Volviendo al discurso de las lamentaciones, uno se cansa de imaginarse, al menos en lo personal, haciendo cosas diferentes y no sobreviviendo a la vida asalariada llena de gastos, de deudas, de salarios que no alcanzan para al menos sobrevivir dignamente, sí, al menos sobrevivir con dignidad, porque lo de la vida digna no es más que otra falacia de los progres de nuestra época que se llenan la boca hablando de derechos y asuntos de su tipo, cuando todo a su alrededor es un drenaje anegado de plástico, basura y heces. Estoy cansado, me gusta la soledad y me considero incapaz de hacer comunidad. ¡Ay! esa palabra que nadie sabe qué significa en realidad, una palabra ahuecada por su mal uso. Me da igual, voy a tragarme mi café frío en mi baldío existencial.
¿Para qué dialogar sobre cambiar el mundo cuando ni uno mismo es capaz de mover de su sitio sus propias nalgas guangas? ¿Para qué soñar, anhelar, pensar, reflexionar y divagar sobre otras formas de interrelacionarnos, si la única vía es el lenguaje insultante, denigrante, superiorizante? ¿Para qué hablar de mejores sociedades, si cada quien abraza al árbol corrupto que le toca por herencia o amiguismo mientras profesionales verdaderamente capacitados hacen fila en la precariedad y el desempleo? ¿Acaso se cree que se puede construir un mejor país, un mejor estado, una mejor ciudad apelando a la ambición personal, al individualismo rapaz, a la mafia chupóptera que se vende como los únicos sabios y capaces de la cuadra, cuando no son más que unos fantoches, hipócritas y criminales de sonrisas amplias y dientes perfectos?

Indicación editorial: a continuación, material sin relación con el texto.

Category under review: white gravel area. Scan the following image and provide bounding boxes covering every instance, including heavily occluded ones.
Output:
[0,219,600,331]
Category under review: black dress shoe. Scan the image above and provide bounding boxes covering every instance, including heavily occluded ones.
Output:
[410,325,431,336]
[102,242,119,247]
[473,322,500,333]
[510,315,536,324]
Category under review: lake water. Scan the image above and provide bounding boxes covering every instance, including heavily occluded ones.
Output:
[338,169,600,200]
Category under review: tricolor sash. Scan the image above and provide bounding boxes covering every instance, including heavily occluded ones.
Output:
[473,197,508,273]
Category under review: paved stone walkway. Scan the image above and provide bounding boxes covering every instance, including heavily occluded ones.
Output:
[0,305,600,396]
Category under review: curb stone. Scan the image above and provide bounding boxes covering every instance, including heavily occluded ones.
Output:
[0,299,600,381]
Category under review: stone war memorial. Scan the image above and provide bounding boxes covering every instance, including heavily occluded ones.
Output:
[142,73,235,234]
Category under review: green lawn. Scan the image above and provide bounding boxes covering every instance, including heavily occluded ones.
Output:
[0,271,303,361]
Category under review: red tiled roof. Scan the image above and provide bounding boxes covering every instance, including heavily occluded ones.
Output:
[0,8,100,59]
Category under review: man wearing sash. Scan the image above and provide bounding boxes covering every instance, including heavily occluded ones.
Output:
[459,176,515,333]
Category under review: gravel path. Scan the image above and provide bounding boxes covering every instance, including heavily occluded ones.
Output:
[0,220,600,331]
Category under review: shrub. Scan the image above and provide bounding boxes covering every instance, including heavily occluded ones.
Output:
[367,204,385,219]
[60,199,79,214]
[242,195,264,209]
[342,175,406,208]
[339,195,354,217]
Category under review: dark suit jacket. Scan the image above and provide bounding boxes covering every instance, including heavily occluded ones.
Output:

No voy a generalizar porque en algún rincón de este miserable país alguien actúa de forma diferente, pero, por mi parte, estoy harto de imaginar, escribir y hablar sobre mundos posibles cuando ni siquiera tengo paciencia para construir un mejor hogar para mis hijos desde una crianza distinta a la que me dieron. Además, los pocos árboles frutales que he sembrado han sido arrasados por la sequía, los huracanes y los vecinos que no entienden que dejen de quemar basura, mientras los especuladores de precios de productos básicos andan en lo suyo. Entendámoslo: en este universo y todos los que haya siempre ganan los malos, y los buenos hace rato brillan por su ausencia. ⚅
[Foto: Gonzalo Pérez]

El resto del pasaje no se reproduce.